Empirical evaluation of the Frank-Wolfe methods for constructing white-box adversarial attacks
Kristina Korotkova 1, Aleksandr Katrutsa 2
Published on arXiv
2512.10936
Input Manipulation Attack
OWASP ML Top 10 — ML01
Key Finding
Frank-Wolfe projection-free methods outperform projection-based baselines (PGD, FGSM) under l1 constraints by exploiting sparse solution structure, while offering competitive performance under l2 and l-inf norms across logistic regression, CNN, and ViT architectures.

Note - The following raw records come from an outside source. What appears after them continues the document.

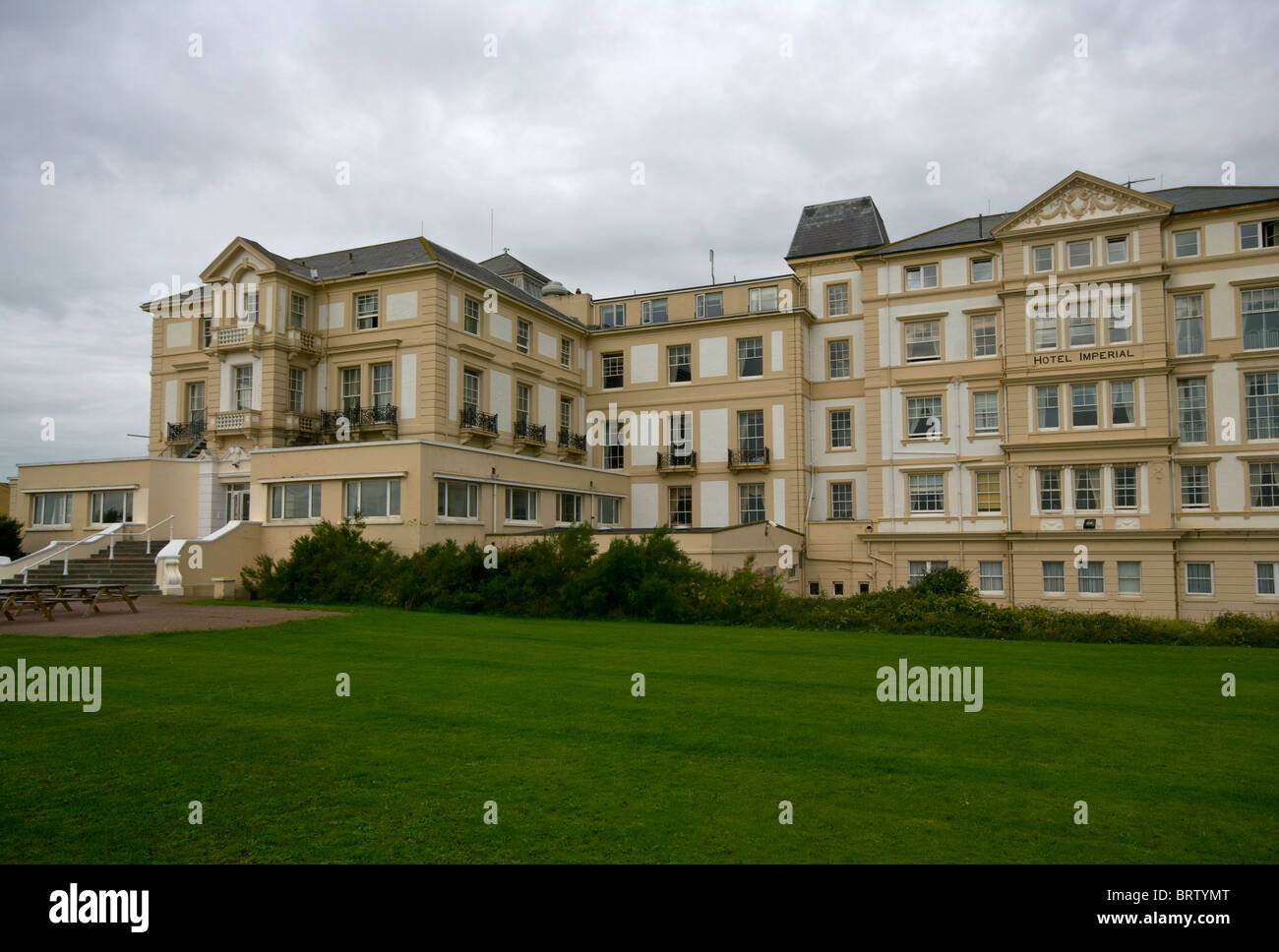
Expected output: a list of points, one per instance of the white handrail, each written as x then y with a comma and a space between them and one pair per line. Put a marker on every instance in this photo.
148, 530
67, 547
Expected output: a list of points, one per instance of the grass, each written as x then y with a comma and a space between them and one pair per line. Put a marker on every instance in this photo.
448, 712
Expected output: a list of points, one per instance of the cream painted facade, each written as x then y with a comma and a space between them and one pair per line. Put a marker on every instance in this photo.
881, 408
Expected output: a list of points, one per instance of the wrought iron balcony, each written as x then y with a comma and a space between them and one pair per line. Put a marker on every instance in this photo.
574, 443
187, 432
531, 432
476, 419
749, 459
677, 461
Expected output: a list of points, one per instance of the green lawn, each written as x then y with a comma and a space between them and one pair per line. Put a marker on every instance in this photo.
448, 712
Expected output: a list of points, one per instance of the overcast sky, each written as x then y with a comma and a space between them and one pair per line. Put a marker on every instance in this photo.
161, 157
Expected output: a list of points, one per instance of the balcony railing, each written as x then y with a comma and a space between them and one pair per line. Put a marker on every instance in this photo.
531, 432
187, 432
474, 418
670, 461
749, 459
576, 443
379, 415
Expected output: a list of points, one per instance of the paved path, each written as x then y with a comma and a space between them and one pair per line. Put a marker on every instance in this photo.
154, 614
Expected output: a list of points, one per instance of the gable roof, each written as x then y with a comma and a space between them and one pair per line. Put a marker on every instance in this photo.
508, 264
963, 231
848, 225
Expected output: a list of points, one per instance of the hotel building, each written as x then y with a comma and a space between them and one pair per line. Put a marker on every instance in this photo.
1075, 401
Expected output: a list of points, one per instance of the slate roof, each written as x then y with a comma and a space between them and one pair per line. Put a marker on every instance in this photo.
507, 264
849, 225
975, 229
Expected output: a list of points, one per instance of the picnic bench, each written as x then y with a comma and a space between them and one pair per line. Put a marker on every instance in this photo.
17, 598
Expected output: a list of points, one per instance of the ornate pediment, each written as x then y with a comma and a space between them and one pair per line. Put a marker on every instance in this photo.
1082, 199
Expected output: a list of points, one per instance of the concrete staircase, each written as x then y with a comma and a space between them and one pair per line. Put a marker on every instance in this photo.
132, 567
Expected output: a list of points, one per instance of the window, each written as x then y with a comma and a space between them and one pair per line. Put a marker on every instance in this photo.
985, 412
1258, 234
921, 276
842, 500
1082, 324
924, 340
1194, 486
761, 299
523, 404
1185, 244
1087, 490
988, 492
750, 500
520, 505
382, 385
1091, 579
196, 402
836, 359
652, 312
1050, 490
613, 367
1198, 577
1125, 487
916, 570
1188, 324
568, 507
1054, 577
1045, 325
750, 434
679, 363
471, 392
750, 357
1267, 575
926, 492
1261, 401
1047, 408
251, 306
297, 388
836, 299
840, 430
985, 341
1083, 404
681, 501
366, 311
458, 500
613, 315
372, 499
295, 501
610, 510
297, 311
1124, 402
51, 508
924, 417
1078, 255
1129, 577
243, 387
1264, 485
1192, 410
350, 388
1260, 310
1120, 327
990, 576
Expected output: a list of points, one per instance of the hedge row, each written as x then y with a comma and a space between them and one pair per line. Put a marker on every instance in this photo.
564, 575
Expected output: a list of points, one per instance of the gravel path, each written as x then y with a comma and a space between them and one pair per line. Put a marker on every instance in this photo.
154, 614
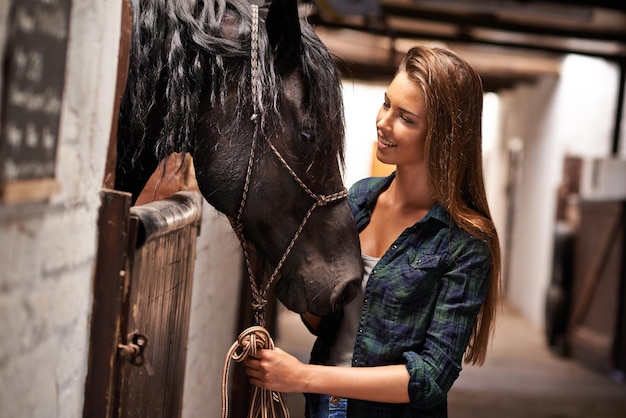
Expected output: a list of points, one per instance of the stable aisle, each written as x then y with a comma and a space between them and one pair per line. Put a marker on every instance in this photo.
521, 378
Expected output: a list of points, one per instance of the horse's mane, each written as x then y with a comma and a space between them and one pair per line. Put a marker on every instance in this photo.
188, 52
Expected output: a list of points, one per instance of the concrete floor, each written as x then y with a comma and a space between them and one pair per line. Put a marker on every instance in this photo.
521, 378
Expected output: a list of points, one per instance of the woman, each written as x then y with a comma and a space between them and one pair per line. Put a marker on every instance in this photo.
431, 253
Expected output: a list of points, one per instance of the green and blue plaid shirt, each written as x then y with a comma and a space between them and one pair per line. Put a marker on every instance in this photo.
420, 305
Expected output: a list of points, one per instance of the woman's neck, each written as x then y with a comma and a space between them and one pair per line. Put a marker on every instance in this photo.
410, 189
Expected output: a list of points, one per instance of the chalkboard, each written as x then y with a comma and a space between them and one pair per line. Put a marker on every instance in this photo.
33, 71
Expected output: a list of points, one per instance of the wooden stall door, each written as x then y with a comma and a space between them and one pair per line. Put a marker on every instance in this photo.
159, 303
142, 302
598, 279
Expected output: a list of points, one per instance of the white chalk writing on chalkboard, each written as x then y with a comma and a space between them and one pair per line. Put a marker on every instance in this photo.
34, 79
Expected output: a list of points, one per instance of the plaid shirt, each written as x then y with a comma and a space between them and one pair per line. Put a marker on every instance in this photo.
419, 307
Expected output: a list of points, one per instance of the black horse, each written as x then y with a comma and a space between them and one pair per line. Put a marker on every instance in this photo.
190, 90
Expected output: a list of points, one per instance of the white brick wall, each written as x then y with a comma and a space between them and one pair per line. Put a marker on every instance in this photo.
47, 252
47, 248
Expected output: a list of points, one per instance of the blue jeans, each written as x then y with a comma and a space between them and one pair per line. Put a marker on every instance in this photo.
324, 406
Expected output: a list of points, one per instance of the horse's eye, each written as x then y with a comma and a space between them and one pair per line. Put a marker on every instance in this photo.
307, 135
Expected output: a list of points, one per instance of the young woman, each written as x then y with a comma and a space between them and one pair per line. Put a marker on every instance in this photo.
431, 253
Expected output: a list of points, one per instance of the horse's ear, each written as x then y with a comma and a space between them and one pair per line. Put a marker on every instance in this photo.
283, 30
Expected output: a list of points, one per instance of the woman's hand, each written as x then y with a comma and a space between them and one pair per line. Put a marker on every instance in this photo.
276, 370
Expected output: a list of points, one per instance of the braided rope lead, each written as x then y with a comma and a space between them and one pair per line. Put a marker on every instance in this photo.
256, 337
264, 401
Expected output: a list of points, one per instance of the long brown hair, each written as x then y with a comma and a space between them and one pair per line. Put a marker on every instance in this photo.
454, 99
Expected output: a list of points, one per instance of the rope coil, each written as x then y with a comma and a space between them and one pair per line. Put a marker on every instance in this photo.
264, 402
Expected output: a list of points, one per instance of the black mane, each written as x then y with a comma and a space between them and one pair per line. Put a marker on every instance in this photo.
186, 53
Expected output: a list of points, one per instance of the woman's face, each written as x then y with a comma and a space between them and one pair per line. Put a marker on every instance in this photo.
401, 123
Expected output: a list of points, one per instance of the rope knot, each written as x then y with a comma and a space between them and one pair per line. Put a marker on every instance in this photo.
264, 402
322, 200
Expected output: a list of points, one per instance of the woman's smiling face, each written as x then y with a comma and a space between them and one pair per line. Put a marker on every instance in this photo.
401, 123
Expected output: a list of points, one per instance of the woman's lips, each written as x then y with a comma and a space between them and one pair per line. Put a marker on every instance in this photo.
382, 141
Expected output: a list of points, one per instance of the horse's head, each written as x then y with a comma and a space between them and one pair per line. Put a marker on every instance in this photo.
207, 80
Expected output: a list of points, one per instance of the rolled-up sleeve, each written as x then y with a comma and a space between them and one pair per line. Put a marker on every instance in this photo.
462, 289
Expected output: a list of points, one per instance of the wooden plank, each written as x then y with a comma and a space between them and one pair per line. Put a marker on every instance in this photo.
159, 305
28, 190
109, 284
166, 216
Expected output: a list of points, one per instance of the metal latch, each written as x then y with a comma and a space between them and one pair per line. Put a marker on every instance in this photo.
134, 349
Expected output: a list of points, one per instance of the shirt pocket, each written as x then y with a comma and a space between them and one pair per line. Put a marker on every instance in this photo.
408, 298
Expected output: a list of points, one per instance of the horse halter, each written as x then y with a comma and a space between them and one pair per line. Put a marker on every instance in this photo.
259, 294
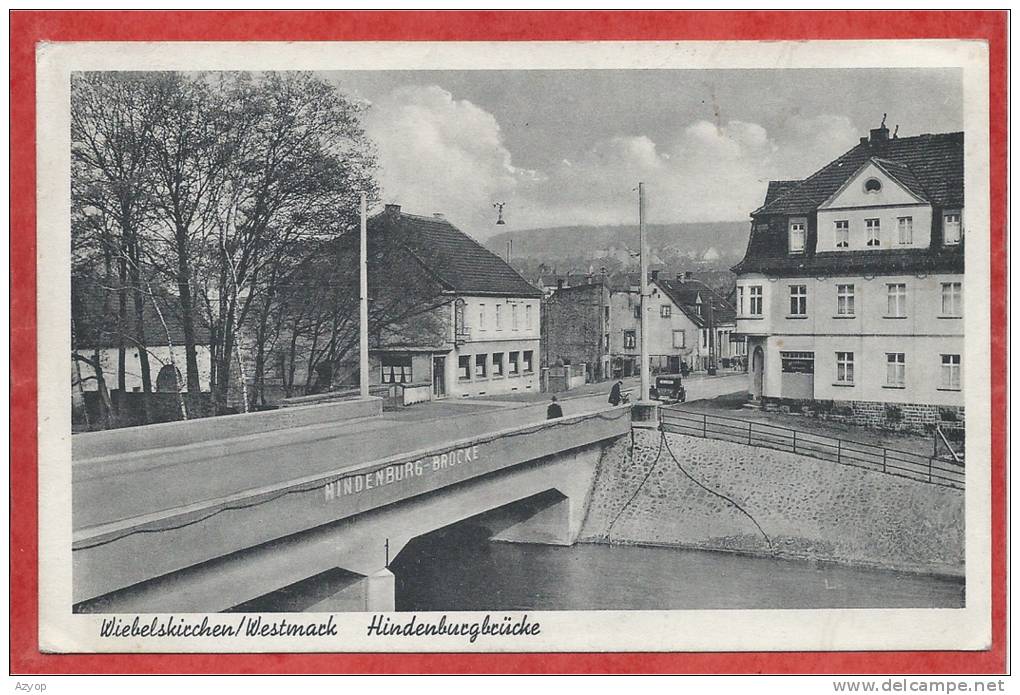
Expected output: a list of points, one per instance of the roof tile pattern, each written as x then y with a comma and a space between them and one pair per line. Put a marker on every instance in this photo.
684, 294
461, 263
935, 160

Frank-Wolfe adversarial attack
Novel technique introduced
The construction of adversarial attacks for neural networks appears to be a crucial challenge for their deployment in various services. To estimate the adversarial robustness of a neural network, a fast and efficient approach is needed to construct adversarial attacks. Since the formalization of adversarial attack construction involves solving a specific optimization problem, we consider the problem of constructing an efficient and effective adversarial attack from a numerical optimization perspective. Specifically, we suggest utilizing advanced projection-free methods, known as modified Frank-Wolfe methods, to construct white-box adversarial attacks on the given input data. We perform a theoretical and numerical evaluation of these methods and compare them with standard approaches based on projection operations or geometrical intuition. Numerical experiments are performed on the MNIST and CIFAR-10 datasets, utilizing a multiclass logistic regression model, the convolutional neural networks (CNNs), and the Vision Transformer (ViT).
Key Contributions
- Systematic empirical evaluation of advanced Frank-Wolfe projection-free variants for adversarial example generation under l1, l2, and l-inf constraints
- Theoretical and numerical comparison of projection-free methods against projection-based baselines (FGSM, PGD) across norm types
- Analysis of sparsity properties of resulting adversarial perturbations and practical recommendations per norm/model class
🛡️ Threat Analysis
Paper focuses on constructing white-box adversarial perturbations at inference time using gradient-based Frank-Wolfe optimization methods, directly attacking image classifiers by maximizing cross-entropy loss under norm-ball constraints — a canonical input manipulation attack.